When i started working on the 8th August, my pay day was the 24th and I was only paid for 3 weeks in which i was taxed only around 24 euros.
Then pay day 24th Sept taxed higher.

I have not received any mail from the revenue in relation to my tax, i just gave my p45 to my company.

I'll probably need to get onto them and see what the story is.


----------



## asdfg (11 Oct 2006)

If you were not working in 2006 the p45 you gave your new employer is in relation to last year. Maybe them don't realise this and entered the details in the p45 into their payroll sysyem. 
Contact revenue and get them to issue a Cert of Tax credit and SRCOP. Contact payroll and see if they did the above
Something does not add up.


----------



## mingle (11 Oct 2006)

Whats the difference between 
PAYE Tax Credits
Personal Tax Credits.

On the website its letting me amend these to 

 Current Tax Credits claimed and Incomes To amend or delete an existing Tax Credit claim or declared Income, select the claim you wish to amend/delete and click the Amend/Delete button  *Tax credits which can be amended online**Gross Relief Due*  Flat Rate Expenses 115  PAYE Tax Credit 1490  Personal Tax Credit 1630  *Incomes which cannot be amended online**Amount of Income*  DSFA Unemployment Benefit 4500 To amend /delete any item above which is not available online please contact the ROS Helpdesk at 1890 201 106


----------



## mingle (11 Oct 2006)

do you think because i havent done this already is why im paying tax at the moment. Cause i select amend these a new tax credit will be sent out.


----------



## asdfg (11 Oct 2006)

> Whats the difference between
> PAYE Tax Credits
> Personal Tax Credits.


 
Everyone is entitled to a personal tax credit 
AFAIA the PAYE tax credit is only available to those who pay tax through the PAYE system Self employed are not entitled to it


----------



## Joe1234 (12 Oct 2006)

asdfg said:


> Self employed are not entitled to it



Children are generally not entitled to it if they are employed by their parents.


----------



## Tenacious (12 Oct 2006)

*Re: PAYE employee tax credit*



Joe1234 said:


> Children are generally not entitled to it if they are employed by their parents.


 
Children of proprietary directors or of the self-employed who are employees in the family's business will qualify for the PAYE employee tax credit if they are employed in the family business for the entire year of assessment and their gross salary from the employment is at least €4,572.

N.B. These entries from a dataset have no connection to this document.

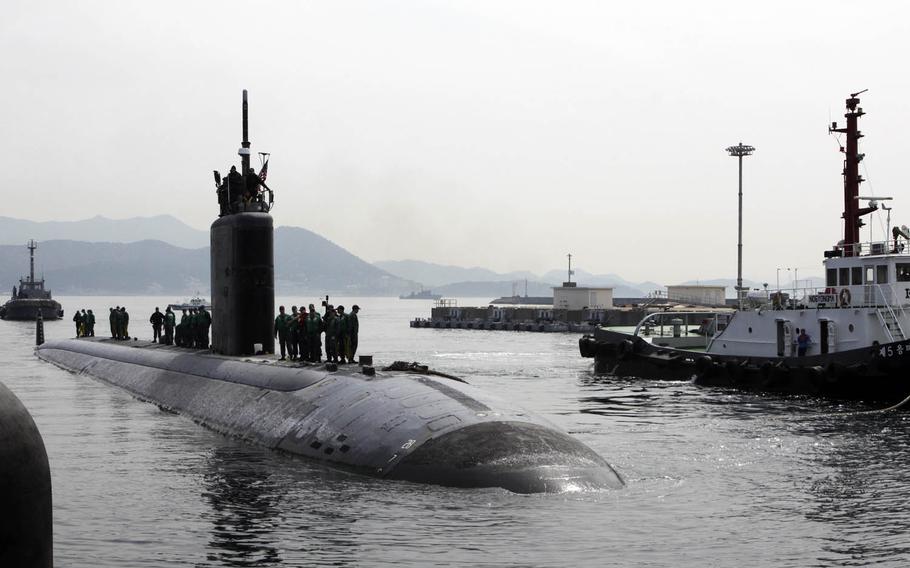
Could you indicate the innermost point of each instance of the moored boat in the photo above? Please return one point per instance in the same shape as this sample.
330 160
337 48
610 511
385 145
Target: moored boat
31 297
848 339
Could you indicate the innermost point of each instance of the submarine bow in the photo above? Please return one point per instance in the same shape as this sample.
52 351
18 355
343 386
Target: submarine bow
395 425
404 426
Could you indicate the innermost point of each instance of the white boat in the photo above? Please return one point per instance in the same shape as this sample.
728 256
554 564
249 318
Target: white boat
856 325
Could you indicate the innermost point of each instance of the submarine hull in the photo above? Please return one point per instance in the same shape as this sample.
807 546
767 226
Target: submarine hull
405 426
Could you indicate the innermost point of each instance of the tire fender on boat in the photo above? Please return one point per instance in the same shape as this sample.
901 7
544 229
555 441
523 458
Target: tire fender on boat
626 348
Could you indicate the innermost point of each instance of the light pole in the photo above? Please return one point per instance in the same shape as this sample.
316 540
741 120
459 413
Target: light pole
778 284
739 151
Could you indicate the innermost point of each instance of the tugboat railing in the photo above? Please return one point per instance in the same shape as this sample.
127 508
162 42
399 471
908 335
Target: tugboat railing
893 315
874 248
651 321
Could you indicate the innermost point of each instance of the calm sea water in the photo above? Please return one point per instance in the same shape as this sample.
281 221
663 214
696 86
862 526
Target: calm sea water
714 478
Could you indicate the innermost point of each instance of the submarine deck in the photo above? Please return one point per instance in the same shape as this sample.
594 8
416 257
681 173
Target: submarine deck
397 424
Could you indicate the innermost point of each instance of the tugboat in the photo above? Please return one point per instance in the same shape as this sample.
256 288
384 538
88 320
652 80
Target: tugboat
31 297
848 340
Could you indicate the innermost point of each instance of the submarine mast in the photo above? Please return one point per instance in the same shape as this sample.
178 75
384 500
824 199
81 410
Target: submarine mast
32 245
242 267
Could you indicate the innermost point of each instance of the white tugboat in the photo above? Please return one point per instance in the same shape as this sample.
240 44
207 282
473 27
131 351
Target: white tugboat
32 297
858 323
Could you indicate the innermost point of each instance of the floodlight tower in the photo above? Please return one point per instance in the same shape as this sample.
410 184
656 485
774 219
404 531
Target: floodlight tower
739 151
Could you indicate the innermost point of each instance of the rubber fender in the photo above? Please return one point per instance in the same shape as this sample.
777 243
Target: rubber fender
703 364
625 348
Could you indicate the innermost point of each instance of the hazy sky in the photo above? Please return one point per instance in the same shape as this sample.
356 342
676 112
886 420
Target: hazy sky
495 134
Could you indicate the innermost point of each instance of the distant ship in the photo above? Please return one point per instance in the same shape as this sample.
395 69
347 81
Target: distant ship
193 303
422 295
31 297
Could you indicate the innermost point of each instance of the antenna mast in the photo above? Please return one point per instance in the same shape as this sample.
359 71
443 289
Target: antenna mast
32 245
852 178
244 151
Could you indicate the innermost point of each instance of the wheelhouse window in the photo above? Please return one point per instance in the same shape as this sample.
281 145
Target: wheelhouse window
881 274
844 276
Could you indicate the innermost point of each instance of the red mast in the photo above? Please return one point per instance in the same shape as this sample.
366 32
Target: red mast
852 179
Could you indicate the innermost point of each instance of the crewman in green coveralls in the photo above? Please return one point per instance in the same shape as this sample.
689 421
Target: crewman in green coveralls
341 337
203 322
90 324
191 329
353 331
125 323
314 332
170 322
292 333
281 331
330 323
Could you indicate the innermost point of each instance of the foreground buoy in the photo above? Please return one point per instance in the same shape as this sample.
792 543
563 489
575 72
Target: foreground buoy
26 531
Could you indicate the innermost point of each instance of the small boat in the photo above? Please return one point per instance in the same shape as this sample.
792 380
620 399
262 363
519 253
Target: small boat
849 339
422 295
31 297
193 303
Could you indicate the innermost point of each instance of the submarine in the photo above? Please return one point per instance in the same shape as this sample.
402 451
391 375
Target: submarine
398 423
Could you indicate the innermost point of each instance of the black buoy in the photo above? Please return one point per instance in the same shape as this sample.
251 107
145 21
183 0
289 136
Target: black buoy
26 530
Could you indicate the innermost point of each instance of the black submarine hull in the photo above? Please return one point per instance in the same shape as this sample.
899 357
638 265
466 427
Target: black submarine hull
394 425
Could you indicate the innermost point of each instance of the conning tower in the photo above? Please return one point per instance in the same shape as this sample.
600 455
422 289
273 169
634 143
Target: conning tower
242 267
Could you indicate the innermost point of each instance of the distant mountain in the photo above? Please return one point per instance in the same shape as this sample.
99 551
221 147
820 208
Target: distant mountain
458 281
504 288
431 275
103 230
304 263
307 262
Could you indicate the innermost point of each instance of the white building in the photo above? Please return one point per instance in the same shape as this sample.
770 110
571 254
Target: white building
572 297
697 294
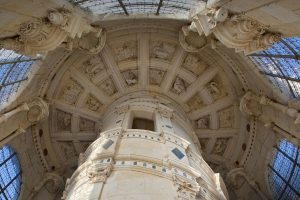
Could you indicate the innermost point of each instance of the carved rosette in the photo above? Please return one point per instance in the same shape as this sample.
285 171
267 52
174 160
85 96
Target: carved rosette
185 190
38 110
98 173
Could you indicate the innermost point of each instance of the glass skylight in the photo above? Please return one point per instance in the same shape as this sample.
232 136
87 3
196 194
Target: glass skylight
284 172
128 7
281 65
10 174
14 69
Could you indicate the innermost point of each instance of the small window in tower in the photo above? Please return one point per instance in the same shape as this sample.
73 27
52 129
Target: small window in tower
145 124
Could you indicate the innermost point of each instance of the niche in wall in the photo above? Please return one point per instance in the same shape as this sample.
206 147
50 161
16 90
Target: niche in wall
141 123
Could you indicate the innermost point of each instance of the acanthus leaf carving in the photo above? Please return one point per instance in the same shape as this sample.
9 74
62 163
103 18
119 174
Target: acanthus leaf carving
237 31
60 27
98 173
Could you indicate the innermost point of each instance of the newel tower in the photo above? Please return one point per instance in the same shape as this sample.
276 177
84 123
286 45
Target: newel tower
146 150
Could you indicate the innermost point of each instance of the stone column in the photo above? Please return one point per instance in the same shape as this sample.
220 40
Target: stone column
126 163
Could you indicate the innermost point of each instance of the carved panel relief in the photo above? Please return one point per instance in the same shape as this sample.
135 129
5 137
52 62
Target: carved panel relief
71 92
226 117
93 104
68 150
108 87
86 125
203 142
220 146
131 77
162 50
63 120
92 66
156 76
195 102
203 122
216 89
127 51
179 85
194 64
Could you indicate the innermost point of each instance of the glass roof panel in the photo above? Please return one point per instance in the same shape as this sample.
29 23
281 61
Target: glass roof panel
136 6
284 172
281 65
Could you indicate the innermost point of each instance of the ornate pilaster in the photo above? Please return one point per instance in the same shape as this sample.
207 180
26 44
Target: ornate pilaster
232 30
60 27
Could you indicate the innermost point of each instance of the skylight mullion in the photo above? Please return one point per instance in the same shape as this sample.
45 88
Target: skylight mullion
289 179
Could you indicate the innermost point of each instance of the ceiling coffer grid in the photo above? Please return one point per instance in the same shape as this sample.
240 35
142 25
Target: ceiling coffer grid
136 6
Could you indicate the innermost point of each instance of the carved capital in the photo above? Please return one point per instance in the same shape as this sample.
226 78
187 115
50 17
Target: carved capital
98 173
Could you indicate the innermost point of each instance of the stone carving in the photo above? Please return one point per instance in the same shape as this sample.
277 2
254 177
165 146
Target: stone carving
108 87
38 110
203 122
122 109
195 102
131 77
191 41
93 104
39 36
92 66
98 172
179 85
185 190
238 176
127 51
216 89
71 92
226 118
194 64
252 104
86 125
220 146
236 31
203 142
63 120
68 150
162 50
156 76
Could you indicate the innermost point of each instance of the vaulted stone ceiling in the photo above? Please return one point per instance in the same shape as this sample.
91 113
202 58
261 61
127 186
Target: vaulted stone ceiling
137 58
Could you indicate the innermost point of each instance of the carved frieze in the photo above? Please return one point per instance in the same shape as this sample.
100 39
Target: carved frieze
108 87
156 76
63 120
93 104
162 50
127 51
226 117
92 66
86 125
194 64
71 92
131 77
220 146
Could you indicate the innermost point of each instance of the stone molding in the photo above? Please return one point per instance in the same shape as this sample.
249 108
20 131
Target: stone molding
60 27
233 30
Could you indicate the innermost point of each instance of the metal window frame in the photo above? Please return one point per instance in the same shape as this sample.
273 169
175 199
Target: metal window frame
288 179
12 179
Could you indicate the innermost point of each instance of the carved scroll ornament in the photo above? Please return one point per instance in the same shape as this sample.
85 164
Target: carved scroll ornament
39 36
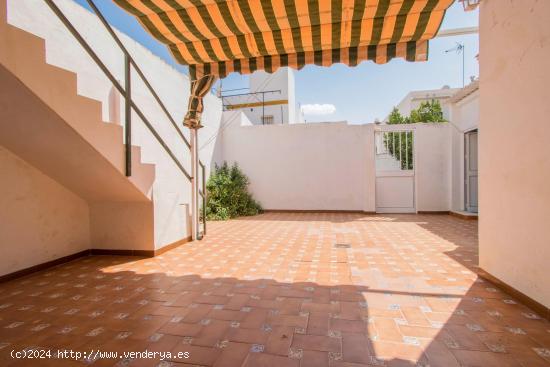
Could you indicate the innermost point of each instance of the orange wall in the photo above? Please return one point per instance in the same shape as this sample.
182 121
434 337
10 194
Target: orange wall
40 220
514 149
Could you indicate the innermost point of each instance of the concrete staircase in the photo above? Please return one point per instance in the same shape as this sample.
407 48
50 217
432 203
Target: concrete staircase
44 121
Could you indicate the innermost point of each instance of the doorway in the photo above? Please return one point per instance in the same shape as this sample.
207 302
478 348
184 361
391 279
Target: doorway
470 170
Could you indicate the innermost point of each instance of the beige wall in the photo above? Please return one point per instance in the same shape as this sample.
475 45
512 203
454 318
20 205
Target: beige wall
514 195
465 117
40 220
303 166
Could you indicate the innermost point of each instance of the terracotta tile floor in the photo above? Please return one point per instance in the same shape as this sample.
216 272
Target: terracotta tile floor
283 290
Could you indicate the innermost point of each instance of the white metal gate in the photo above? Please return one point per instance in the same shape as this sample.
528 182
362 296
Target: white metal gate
394 159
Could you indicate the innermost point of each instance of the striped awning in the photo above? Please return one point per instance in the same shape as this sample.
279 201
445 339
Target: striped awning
217 37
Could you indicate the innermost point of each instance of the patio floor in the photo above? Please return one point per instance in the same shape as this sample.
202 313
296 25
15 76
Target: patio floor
283 290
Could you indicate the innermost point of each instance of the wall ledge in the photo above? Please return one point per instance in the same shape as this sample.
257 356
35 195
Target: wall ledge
317 211
65 259
539 308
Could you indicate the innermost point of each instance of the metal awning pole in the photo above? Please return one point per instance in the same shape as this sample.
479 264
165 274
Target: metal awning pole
195 225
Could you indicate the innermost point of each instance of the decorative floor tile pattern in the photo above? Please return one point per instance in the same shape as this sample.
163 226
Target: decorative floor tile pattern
283 290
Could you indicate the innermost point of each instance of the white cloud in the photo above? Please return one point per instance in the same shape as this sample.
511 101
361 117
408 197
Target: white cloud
318 109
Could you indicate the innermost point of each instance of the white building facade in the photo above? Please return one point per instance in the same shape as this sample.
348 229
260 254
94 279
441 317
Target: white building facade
270 99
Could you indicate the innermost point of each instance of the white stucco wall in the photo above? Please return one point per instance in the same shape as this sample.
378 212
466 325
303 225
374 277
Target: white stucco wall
330 166
282 85
40 220
303 166
514 190
171 190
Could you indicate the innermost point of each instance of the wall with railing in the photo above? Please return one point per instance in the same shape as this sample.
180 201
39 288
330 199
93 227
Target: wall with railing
167 150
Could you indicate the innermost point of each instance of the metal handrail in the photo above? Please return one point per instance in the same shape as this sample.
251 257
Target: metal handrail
203 195
126 90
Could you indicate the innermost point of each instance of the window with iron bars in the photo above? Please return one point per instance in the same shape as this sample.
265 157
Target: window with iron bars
267 119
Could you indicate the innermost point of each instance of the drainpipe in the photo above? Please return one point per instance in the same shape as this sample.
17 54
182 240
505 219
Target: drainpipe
195 225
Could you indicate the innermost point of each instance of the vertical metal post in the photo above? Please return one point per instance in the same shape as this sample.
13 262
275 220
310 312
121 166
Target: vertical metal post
128 114
407 150
203 169
195 232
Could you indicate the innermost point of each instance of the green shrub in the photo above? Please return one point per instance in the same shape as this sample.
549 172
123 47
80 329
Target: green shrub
228 195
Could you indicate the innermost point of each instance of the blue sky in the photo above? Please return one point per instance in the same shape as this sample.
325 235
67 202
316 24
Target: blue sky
359 94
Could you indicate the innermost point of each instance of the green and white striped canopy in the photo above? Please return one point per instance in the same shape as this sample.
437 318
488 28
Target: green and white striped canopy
217 37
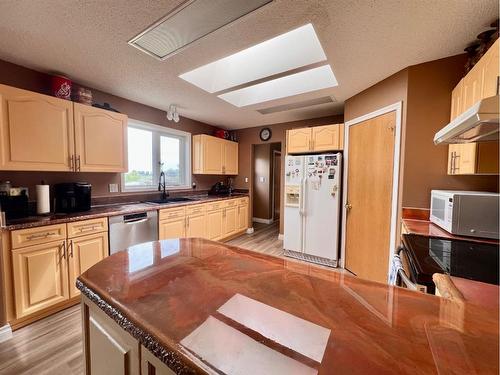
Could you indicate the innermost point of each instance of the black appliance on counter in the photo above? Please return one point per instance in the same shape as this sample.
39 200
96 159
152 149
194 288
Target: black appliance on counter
72 197
220 189
424 256
14 206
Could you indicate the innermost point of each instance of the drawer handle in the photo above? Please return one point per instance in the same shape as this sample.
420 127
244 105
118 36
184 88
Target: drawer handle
38 236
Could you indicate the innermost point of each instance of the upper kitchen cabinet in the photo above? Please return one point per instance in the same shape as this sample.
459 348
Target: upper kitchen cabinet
100 140
212 155
316 139
36 131
42 133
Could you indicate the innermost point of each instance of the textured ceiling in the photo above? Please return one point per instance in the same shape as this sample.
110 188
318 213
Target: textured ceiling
365 41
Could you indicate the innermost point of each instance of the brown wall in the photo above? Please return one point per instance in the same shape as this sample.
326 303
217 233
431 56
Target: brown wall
18 76
425 91
250 136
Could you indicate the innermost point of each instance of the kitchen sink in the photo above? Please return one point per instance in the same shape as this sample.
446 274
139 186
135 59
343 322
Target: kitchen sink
170 200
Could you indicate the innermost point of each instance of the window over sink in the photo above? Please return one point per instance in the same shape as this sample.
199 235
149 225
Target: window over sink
153 149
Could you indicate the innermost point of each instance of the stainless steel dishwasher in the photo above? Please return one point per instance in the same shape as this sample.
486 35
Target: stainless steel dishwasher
132 229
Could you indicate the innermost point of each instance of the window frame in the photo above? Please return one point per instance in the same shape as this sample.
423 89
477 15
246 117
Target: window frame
184 161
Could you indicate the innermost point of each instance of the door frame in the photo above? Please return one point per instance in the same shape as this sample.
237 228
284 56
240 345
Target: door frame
398 108
273 195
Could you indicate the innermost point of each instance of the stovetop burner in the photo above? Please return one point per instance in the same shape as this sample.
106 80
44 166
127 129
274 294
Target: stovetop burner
466 259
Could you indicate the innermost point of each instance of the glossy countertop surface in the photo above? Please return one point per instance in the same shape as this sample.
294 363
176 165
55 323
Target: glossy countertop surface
222 309
110 210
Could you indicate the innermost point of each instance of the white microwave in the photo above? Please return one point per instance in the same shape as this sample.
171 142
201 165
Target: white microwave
466 213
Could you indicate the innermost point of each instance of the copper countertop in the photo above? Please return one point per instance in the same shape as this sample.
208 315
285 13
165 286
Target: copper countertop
109 210
210 307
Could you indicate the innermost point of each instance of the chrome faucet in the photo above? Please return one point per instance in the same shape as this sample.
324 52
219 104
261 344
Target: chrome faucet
162 186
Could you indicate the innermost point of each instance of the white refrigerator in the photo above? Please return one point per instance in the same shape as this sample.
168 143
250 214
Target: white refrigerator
312 207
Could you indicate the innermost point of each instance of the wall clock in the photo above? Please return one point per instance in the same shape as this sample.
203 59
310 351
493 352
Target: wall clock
265 134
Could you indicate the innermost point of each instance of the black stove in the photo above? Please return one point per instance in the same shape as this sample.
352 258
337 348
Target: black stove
470 260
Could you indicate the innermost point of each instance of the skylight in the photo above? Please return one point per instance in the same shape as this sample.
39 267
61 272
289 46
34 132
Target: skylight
294 49
294 84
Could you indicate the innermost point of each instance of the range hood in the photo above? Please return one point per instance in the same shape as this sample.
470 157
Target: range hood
478 124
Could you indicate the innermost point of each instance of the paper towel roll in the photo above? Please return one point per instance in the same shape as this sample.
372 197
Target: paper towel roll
42 199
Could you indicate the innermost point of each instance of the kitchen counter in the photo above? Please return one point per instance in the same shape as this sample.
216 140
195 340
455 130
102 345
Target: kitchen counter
205 307
429 229
109 210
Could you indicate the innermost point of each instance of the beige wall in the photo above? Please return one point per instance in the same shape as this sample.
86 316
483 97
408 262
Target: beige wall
18 76
425 91
250 136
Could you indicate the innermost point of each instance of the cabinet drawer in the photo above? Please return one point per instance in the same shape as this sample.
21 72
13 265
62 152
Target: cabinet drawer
172 213
36 236
198 209
242 201
81 228
216 206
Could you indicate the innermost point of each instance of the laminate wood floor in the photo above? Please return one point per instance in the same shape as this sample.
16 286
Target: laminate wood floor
54 345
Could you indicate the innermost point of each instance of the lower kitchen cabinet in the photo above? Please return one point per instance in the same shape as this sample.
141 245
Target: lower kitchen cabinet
40 277
83 253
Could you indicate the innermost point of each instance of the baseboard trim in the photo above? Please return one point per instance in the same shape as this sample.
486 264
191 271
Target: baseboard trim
5 333
262 221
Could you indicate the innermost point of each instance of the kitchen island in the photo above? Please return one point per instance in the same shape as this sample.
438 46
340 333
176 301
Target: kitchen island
197 306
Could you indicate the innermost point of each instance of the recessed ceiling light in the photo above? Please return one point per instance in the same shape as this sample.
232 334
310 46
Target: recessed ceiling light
189 22
294 49
294 84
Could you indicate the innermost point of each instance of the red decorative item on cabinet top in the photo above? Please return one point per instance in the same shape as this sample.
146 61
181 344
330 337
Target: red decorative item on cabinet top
61 87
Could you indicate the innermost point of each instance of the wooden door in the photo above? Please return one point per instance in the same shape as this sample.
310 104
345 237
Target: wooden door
196 226
457 100
100 140
325 138
369 194
173 228
83 253
491 70
230 220
299 140
243 216
213 154
215 224
40 277
230 158
473 87
108 348
36 131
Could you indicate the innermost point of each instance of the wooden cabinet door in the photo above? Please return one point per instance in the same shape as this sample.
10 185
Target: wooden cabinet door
473 86
40 277
491 70
36 131
83 253
215 225
299 140
173 229
230 158
457 100
230 220
213 155
243 217
100 140
108 348
196 226
326 138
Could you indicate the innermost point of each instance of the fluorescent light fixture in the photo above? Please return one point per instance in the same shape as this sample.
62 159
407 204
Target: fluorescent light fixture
294 84
294 49
191 21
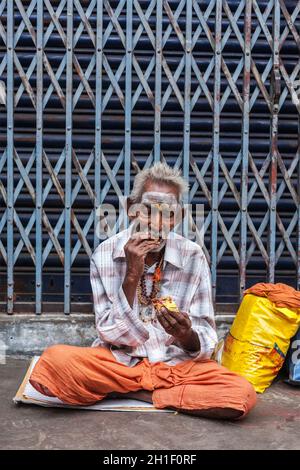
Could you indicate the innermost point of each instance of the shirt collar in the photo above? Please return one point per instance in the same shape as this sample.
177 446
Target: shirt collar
172 250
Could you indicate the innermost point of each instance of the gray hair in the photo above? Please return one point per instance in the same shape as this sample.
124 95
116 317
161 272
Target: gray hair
159 173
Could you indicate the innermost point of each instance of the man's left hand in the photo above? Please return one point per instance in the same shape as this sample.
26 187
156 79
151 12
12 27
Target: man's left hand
177 324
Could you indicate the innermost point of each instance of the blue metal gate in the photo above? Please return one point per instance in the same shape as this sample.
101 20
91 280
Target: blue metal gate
98 89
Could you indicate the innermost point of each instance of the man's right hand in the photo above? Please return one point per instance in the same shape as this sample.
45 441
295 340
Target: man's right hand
136 250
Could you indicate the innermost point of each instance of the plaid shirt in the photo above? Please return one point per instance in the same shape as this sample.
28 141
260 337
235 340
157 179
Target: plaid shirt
186 278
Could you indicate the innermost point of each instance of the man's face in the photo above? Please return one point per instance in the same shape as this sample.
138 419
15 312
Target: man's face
158 211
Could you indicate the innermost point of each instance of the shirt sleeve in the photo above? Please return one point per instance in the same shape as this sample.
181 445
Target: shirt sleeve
116 322
201 313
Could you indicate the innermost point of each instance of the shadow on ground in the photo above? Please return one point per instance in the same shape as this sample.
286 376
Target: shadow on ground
273 424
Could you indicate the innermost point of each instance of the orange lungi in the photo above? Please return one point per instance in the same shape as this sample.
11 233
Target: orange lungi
85 375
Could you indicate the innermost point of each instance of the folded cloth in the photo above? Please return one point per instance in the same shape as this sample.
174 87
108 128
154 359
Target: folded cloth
281 294
85 375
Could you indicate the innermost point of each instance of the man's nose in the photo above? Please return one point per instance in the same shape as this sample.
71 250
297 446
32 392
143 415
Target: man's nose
155 221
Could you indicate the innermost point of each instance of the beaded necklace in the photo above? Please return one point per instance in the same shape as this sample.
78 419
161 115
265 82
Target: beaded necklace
143 297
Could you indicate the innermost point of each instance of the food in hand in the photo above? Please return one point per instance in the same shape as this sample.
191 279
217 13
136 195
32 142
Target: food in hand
166 302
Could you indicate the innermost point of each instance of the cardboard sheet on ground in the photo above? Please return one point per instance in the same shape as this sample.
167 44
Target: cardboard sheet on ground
28 395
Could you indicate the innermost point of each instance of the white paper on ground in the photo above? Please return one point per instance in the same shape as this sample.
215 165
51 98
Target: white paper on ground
31 396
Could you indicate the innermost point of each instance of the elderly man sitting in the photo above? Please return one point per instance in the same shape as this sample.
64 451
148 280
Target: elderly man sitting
154 354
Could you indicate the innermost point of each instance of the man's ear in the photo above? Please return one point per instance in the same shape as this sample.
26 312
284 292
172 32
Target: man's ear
129 204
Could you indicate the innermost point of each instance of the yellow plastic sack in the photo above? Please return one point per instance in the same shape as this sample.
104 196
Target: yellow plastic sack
259 340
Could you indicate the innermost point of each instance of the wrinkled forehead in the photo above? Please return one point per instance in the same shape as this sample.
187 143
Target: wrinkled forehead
155 197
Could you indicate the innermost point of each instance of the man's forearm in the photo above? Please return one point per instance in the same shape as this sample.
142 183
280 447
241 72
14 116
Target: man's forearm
190 342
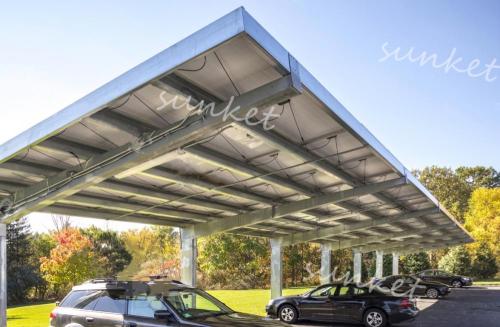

Proprietary directors (a director owning at least 15% of the shares of the company) or his/her spouse do not qualify for the PAYE employee tax credit. Also excluded are self-employed individuals and individuals in a partnership in which the individual is a partner, and his/her spouse.

However they will qualify for the PAYE employee tax credit if they have a separate PAYE employment or have income from a pension.

An individual will also qualify for the PAYE employee tax credit from an employment held outside the State where the income has been subjected to a system of tax deduction similar to the Irish PAYE system, e.g. an Irish individual living in Dundalk and working in Newry for a UK company receives his/her salary after deduction of UK PAYE. This individual will be entitled to the PAYE employee tax credit.


----------